Closed NOhs closed 4 years ago
From what I understand about binaries, there should not be different linkers, because object files should be independent of the original language. You could link together object files from C, C++ and Objective-C/C++ into a single binary. I am also not aware of any language-specific link flags. Therefore, I think we should only address this issue if we find a hint that we should make a distinction.
Also, instead of using different compiler frontends, it might be better to always set language flags, e.g. -x c -std=c11
or -x c++ -std=c++17
.
I'm not sure. This would make the output more verbose, which is against clang-builds "it just works, and looks reasonable" approach.
Only if the output is on debug level, at which point it makes sense that this information be included. Compared to include directories etc. it would take up very little space, but the user could be sure of the language and language version that is being used.

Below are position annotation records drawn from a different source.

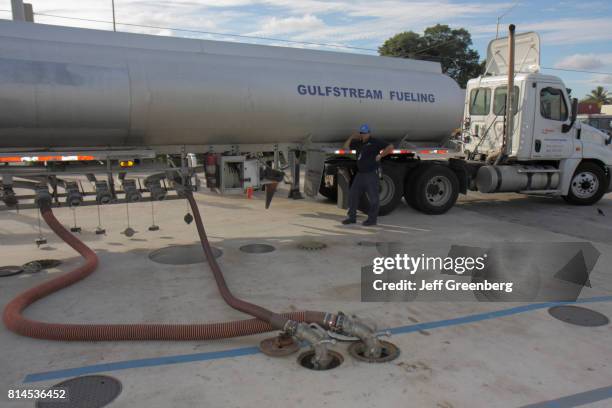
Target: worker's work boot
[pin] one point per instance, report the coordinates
(368, 223)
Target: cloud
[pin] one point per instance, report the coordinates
(279, 26)
(582, 61)
(601, 79)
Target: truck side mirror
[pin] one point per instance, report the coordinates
(567, 128)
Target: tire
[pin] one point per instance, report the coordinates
(435, 189)
(391, 191)
(588, 185)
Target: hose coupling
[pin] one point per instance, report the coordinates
(317, 337)
(353, 326)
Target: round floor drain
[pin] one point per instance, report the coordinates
(182, 254)
(389, 352)
(41, 265)
(306, 360)
(10, 270)
(279, 346)
(92, 391)
(312, 245)
(580, 316)
(257, 248)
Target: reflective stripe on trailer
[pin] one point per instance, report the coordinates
(400, 151)
(30, 159)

To address the original question, there is actually a difference: https://stackoverflow.com/a/8441942/4069571
clangpp
apparently links the C++ standard library, meaning we should actually not necessarily be using it (though it probably only hurts binary size or something like that). To definitely figure out what we should be doing, some more research is needed.
After discussions based on https://stackoverflow.com/a/173007/2305545 we decided to use clangpp for any target containing C++ sources until there is a good reason not to.
In
single_source.py
the file extension will decide which compiler to use. For the linker, there is no such thing (seetarget.py
), but I am not sure if the clangpp and clang linker are different.